7. Future Research Directions
Although the current research has achieved certain results in solving the wrinkling and shrinkage cavity defects of ductile iron reducer housings in lost foam casting, there are still some areas that can be further explored.
7.1 Optimization of the Heat Dissipation Sheet Design
The current heat dissipation sheet design has proven effective, but there may be room for further optimization. For example, exploring different materials and shapes of heat dissipation sheets to improve their heat dissipation efficiency and adaptability to different casting geometries. This could involve conducting experiments with various materials such as composite materials with enhanced thermal conductivity and different geometric shapes such as curved or corrugated surfaces to better fit the contours of the casting and enhance heat transfer.
7.2 Study of the Influence of Process Parameters on Defect Formation
The formation of wrinkling and shrinkage cavity defects is affected by multiple process parameters. In the future, a more in – depth study could be conducted on how changes in parameters such as pouring temperature, pouring speed, negative pressure value, and coating thickness affect the formation of these defects. This could involve setting up a series of experiments with different parameter combinations and analyzing the resulting defect rates and characteristics. By understanding these relationships more precisely, it will be possible to further optimize the casting process and reduce defect rates.
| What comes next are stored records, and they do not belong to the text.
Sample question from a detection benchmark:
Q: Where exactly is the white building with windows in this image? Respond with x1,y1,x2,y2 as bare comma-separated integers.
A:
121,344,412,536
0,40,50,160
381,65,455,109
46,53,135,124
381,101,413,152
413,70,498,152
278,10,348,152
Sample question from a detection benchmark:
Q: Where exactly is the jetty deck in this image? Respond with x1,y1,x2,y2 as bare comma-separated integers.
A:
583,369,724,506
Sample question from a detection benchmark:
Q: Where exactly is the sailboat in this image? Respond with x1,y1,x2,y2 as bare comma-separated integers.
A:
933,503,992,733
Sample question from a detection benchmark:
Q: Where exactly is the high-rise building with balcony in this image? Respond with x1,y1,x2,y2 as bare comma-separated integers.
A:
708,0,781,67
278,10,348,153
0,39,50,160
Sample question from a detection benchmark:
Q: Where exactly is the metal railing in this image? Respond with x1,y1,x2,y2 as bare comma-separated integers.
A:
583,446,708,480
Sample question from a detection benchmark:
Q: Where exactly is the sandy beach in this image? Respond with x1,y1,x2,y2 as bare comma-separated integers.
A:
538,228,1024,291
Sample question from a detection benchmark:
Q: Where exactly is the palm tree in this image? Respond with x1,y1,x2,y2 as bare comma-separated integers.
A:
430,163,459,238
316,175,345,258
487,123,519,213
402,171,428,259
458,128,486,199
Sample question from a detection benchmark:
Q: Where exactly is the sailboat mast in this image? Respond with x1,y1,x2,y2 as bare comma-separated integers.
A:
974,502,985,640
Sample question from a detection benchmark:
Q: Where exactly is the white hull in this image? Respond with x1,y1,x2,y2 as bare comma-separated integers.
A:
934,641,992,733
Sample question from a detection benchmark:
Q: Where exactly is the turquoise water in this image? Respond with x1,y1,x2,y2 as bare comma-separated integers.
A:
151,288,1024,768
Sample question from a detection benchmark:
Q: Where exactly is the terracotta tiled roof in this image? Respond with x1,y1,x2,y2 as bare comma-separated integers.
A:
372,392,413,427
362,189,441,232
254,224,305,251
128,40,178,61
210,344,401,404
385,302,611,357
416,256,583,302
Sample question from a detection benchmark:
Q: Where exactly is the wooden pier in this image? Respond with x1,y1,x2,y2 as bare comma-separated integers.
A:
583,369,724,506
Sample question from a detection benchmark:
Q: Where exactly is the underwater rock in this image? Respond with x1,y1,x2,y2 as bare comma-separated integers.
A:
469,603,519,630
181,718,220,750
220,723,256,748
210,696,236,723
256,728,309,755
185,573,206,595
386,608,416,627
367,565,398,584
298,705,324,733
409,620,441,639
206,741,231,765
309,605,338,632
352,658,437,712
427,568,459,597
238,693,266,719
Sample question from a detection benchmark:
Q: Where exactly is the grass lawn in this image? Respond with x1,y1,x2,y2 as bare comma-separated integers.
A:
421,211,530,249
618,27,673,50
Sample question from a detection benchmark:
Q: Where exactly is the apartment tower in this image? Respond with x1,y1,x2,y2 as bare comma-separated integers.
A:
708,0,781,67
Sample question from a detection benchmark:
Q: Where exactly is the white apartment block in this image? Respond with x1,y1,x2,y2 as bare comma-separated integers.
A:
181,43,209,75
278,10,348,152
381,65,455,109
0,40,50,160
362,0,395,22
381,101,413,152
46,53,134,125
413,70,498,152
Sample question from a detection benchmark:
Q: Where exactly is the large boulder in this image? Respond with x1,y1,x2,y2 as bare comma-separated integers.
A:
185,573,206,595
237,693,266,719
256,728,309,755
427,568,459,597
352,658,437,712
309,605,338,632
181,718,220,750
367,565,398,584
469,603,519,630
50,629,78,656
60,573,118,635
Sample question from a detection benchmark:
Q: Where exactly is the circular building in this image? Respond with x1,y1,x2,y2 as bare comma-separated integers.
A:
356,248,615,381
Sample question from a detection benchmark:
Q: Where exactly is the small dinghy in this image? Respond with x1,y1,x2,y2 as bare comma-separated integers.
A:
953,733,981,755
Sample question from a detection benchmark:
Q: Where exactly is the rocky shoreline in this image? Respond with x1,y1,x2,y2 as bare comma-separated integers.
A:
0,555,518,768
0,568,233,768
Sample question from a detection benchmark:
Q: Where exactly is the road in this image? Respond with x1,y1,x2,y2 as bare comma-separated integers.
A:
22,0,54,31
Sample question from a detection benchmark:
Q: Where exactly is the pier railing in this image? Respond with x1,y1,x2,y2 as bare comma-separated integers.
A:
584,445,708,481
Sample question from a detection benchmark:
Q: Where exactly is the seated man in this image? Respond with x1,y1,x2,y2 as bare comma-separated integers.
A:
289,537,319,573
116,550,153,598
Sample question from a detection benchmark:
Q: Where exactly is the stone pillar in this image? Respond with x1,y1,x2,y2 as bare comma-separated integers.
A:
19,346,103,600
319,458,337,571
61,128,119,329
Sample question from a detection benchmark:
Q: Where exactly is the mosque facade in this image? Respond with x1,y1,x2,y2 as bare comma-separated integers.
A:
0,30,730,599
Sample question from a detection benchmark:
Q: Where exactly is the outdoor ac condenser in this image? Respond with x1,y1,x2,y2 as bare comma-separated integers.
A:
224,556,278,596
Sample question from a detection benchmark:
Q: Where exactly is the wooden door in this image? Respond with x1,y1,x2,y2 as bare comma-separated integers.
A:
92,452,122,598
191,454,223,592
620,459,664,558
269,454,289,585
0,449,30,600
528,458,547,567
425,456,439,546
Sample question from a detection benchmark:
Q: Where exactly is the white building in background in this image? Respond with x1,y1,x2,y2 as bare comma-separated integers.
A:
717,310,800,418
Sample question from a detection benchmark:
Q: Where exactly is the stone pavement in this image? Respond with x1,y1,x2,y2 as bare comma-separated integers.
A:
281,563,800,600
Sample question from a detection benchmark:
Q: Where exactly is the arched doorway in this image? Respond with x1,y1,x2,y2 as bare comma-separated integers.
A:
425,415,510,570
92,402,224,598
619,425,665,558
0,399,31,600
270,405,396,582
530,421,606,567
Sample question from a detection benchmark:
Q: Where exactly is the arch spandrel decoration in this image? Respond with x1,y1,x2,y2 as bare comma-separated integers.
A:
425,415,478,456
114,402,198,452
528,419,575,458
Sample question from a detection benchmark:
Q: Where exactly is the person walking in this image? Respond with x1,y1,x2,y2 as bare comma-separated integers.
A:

7.3 Application of Advanced Simulation Technologies
Advanced simulation technologies such as computational fluid dynamics (CFD) and finite element analysis (FEA) could be applied to study the lost foam casting process. CFD can be used to simulate the flow of molten metal and the vaporization of the foam pattern during pouring, providing a more detailed understanding of the filling process and the formation of wrinkling defects. FEA can be used to analyze the stress and deformation during solidification, helping to predict and prevent shrinkage cavity defects. By integrating these simulation technologies into the casting process design and optimization, it will be possible to achieve more accurate control of the process and improve the quality of castings.